Cloud & MLOps ☁️
Optimising Performance Bottlenecks

Optimizing

Within the context of Ray, optimization refers to the process of improving the speed and efficiency of an application. Distributed systems can be costly to run and maintain due to multiple interconnected components needing to work together consistently and reliably. By optimizing performance, organizations can achieve better results and reduce costs.

Ray has two common types of optimization issues: resource constraints and design anti-patterns.

  1. Resource constraints
  2. Design anti-patterns
    • Small tasks: Ray introduces overhead for managing each task, so if the task takes less than that overhead (around 10 milliseconds), you are likely to see worse performance.
    • Variable durations: Calling ray.get on a batch of tasks with varying durations limits performance to the slowest task.
    • Multi-threaded libraries: When all tasks compete for all resources, you experience contention that prevents runtime improvements.
    • And much more (opens in a new tab).

Each use case comes with its own unique set of challenges to troubleshoot (opens in a new tab). In the following section, you will walk through a known design anti-pattern and practice using the relevant observability tools to profile the bottleneck.

Anti-pattern using ray.get

Consider a scenario where you have a batch of independent tasks that are submitted at the same time. Each task can take a variable amount of time to complete. That is, one task may be completed quickly while another may take a long time.

In this anti-pattern (opens in a new tab), if you were to call ray.get() on the entire batch, your performance would be limited by the longest running task.

The corresponding anti-pattern code is shown below. Pay special attention to the progress bar for tasks as well as the timeline view:

@ray.remote
def sleep_task(i: int) -> int:
    time.sleep(i)
    return i
 
 
def post_processing_step(new_val: int):
    time.sleep(0.5)
 
 
big_sleep_times = [25]
small_sleep_times = [random.random() for _ in range(20)]
SLEEP_TIMES = big_sleep_times + small_sleep_times
 
# Launch remote tasks
refs = [sleep_task.remote(i) for i in SLEEP_TIMES]
for ref in refs:
    # Blocks until this ObjectRef is ready.
    result = ray.get(ref)  # Retrieve result in submission order.
    post_processing_step(result)  # Process the result.

Design pattern using ray.wait()

Instead of calling ray.get() on a batch with variable tasks, use ray.wait() (opens in a new tab) to get the first object reference ready to return and then use ray.get() to retrieve the result. In this way, you can apply the post-processing function as soon as a result becomes available instead of having the submission order potentially slow down the pipeline.

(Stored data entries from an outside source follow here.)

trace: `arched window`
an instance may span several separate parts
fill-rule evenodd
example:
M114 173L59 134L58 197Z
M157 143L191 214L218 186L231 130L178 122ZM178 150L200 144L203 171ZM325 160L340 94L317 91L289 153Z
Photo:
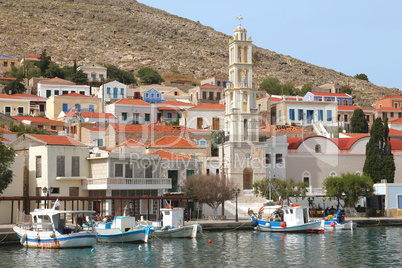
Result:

A solution to the anti-pattern is shown below.

# Launch remote tasks.
refs = [sleep_task.remote(i) for i in SLEEP_TIMES]
unfinished = refs
while unfinished:
    # Returns the first ObjectRef that is ready.
    finished, unfinished = ray.wait(unfinished, num_returns=1)
    # Retrieve the first ready result.
    result = ray.get(finished[0])
    # Process the result.
    post_processing_step(result)

Summary

The Ray Dashboard offers a range of tools to help you optimize performance and identify performance bottlenecks. It provides a timeline view, progress bar for tasks, and other profiling tools to assist you in improving the speed and efficiency of your application. With these tools, you can analyze different aspects of your application, identify areas for improvement, and resolve any performance issues, ultimately reducing costs.